I'm running a file with a size of ~500mb

This will require at least 4-8 GB for LS. Can you try the same file with setting:

LS_JAVA_OPTS: -Xms4G -Xmx4G

Also try to split file on parts 50-100 MB. Is it possible?

And ... since your ls.conf has a simple logic, have you think about Filebeat?
To be honest I haven't tried 500mb size file yet. Without test couldn't clearly recommend FB or LS, but since the logic is simple, would try.

No, I didn't tried Filebeat, I'll take a look.

I've created other index yesterday for other file, with 4.5M rows and I applied some transformations like adding fields searching in other index and I haven't problems. I don't know why this is happening here.

unable to create native thread: possibly out of memory or process/resource limits reached
This is reason. Test with 4, 6, 8 GB...

LS_JAVA_OPTS: -Xms4G -Xmx4G

Did you check the link @stephenb shared? There is a bug in version 8.4.* that is probably the cause of your issue.

There is a github issue already.

You will need to wait for an updated version of Logstash to fix this, but there is an workaround.

From your csv filter you csv file looks pretty simple and you could use dissect to parse it.
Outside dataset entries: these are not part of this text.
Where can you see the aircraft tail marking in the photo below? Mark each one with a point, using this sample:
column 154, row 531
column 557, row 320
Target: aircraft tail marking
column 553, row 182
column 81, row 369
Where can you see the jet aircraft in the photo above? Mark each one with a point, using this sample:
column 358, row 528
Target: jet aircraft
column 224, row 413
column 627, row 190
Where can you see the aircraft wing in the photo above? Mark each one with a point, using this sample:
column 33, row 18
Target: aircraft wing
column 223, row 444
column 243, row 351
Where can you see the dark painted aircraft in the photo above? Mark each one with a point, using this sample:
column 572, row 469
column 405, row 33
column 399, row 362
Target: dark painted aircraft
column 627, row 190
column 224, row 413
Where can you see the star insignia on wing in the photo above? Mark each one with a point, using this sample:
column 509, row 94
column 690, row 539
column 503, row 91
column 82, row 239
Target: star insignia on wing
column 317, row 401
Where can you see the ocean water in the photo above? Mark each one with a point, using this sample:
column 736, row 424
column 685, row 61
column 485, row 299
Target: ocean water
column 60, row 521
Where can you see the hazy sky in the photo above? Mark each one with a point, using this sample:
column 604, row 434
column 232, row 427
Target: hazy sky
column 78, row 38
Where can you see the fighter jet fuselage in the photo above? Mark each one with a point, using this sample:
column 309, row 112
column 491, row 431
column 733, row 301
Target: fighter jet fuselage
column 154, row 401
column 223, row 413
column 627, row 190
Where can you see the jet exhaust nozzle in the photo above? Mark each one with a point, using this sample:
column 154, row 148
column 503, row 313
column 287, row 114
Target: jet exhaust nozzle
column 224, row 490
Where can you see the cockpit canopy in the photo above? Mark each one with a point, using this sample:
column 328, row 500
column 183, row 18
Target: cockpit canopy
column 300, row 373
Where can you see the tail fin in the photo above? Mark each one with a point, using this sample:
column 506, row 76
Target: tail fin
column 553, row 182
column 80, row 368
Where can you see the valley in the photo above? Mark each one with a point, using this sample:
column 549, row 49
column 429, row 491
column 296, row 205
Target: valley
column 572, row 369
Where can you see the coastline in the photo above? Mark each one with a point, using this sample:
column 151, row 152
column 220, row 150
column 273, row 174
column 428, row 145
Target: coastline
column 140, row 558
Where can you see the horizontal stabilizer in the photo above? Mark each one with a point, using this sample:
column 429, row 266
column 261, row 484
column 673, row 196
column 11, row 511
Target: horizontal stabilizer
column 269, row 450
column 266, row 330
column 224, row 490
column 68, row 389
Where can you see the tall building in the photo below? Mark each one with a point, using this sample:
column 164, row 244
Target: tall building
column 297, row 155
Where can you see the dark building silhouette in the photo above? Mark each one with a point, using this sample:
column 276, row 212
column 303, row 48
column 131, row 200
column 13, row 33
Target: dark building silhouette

If your csv file looks like this:

id;field1;field2

You can use the following dissect filter:

dissect {
    mapping => {
        "message" => "%{id};%{field1};%{field2}"
    }
}
1 Like

Thanks @leandrojmp I'm on it.
I'll try dissect and see how it works for me.
Thanks!

Thanks @leandrojmp this worked and is extremelly fast compared with csv.
I only have to see what's happening with some rows because I'm getting a message:
Dissector mapping, field found in event but it was empty

Thanks!